Information Blocking is a practice by a health care provider, a health information exchange, or other designated actors that is likely to interfere with access, exchange, or use of electronic health information (EHI). The Secretary of HHS has identified eight categories of “reasonable and necessary activities” that do not constitute information blocking, though a practice that does not meet the conditions of an exception would not automatically constitute Information Blocking. Such practices would not have guaranteed protection from penalties or disincentives and would be evaluated on a case-by-case basis to determine whether Information Blocking has occurred.

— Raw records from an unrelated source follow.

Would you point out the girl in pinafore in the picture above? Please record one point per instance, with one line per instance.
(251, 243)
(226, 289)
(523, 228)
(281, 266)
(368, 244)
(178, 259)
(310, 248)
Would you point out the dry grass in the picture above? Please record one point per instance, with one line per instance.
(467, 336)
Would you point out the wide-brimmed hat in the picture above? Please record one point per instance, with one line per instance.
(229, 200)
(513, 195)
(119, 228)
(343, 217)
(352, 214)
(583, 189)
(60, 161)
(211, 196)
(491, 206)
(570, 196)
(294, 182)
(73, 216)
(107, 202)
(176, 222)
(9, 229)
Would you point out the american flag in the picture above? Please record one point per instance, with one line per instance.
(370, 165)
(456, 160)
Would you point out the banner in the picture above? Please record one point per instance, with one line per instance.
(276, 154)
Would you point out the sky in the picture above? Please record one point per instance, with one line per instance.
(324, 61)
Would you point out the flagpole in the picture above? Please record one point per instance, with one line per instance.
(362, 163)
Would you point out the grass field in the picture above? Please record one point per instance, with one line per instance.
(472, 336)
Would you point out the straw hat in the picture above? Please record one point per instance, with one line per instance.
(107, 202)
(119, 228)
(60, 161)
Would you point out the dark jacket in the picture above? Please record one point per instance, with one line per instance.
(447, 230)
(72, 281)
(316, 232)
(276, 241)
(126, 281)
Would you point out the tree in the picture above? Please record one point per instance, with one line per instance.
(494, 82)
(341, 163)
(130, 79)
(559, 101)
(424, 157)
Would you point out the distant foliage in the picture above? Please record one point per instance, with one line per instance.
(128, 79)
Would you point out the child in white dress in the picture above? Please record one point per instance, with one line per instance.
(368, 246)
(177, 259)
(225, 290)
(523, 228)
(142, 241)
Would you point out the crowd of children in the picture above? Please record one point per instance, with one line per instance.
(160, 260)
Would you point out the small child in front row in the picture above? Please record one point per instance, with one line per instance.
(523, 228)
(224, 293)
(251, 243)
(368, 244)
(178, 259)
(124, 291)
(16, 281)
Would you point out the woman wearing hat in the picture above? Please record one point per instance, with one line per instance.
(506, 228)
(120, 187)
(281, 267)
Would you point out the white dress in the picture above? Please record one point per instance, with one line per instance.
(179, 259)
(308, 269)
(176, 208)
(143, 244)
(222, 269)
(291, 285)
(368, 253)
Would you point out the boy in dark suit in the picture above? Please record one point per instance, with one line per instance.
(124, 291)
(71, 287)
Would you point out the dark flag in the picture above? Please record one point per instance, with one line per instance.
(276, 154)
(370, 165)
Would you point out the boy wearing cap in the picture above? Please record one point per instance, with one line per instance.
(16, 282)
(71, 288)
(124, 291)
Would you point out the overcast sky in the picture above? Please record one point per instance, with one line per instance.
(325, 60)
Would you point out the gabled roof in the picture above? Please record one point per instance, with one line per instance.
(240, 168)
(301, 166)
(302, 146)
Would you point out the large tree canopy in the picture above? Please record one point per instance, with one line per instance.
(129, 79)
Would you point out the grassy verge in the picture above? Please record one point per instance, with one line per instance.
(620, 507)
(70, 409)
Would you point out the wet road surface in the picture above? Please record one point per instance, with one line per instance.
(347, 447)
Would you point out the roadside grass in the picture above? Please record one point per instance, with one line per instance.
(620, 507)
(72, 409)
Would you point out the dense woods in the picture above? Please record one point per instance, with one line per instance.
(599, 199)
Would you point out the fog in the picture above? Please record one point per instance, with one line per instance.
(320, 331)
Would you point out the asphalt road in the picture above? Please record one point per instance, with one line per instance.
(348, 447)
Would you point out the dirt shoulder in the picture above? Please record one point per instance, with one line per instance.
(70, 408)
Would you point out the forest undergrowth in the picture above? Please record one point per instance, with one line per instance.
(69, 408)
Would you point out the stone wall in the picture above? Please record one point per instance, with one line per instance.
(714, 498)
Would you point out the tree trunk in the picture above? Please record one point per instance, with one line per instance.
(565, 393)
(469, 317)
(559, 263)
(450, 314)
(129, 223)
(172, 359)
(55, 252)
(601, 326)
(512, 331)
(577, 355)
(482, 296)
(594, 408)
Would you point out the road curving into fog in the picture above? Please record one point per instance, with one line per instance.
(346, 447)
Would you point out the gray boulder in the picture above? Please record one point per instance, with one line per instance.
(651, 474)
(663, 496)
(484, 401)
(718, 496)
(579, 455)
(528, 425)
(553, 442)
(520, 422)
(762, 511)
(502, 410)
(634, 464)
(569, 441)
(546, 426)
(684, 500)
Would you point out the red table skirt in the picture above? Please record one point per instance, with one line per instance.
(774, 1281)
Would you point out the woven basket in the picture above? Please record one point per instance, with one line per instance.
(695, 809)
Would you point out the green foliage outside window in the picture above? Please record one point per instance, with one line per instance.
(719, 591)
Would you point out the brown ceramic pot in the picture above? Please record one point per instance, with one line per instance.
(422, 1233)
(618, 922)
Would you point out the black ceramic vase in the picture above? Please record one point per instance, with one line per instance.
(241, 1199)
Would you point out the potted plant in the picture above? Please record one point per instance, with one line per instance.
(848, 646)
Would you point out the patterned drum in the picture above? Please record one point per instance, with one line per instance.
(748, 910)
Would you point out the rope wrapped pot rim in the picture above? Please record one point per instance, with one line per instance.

Given the extensive nature of the regulations, compliance with the Information Blocking requirements necessitates that many health care providers make significant administrative and technological overhauls, including conducting a thorough analysis of their internal processes and procedures to determine what operational changes need to be made. Adding to providers’ burden is a lack of clarity on key elements of the regulations as well as confusion as to how the regulations intersect with the HIPAA Privacy Rule.
ONC has begun populating Information Blocking FAQs to assist health care providers in understanding the parameters of the regulations. In early January, ONC added several new FAQs, including clarification that the Information Blocking regulations do not require actors to proactively make EHI available to patients or others who have not requested the EHI. Instead, once a request to access, exchange or use EHI is made, providers must timely respond to the request. The ONC further stated that delays or other unnecessary impediments could implicate the Information Blocking provisions, which, in practice, could mean a patient would be able to access EHI, such as test results, in parallel to the availability of the test results to the ordering clinician. Such a practice is a departure from the normal sequence of events for many health care providers and is only one example of the significant changes providers must accommodate to comply with the regulations. ONC has indicated that it will continue to add FAQs, which should help guide providers.
Though the penalties for health providers are unknown (referenced only as existing in “future rulemaking to establish appropriate disincentives”), providers should focus on implementation of the necessary changes to their operations. It remains to be seen whether the current April 2021 implementation date is maintained or deferred, but health care providers should not delay their efforts to work toward compliance with the regulations.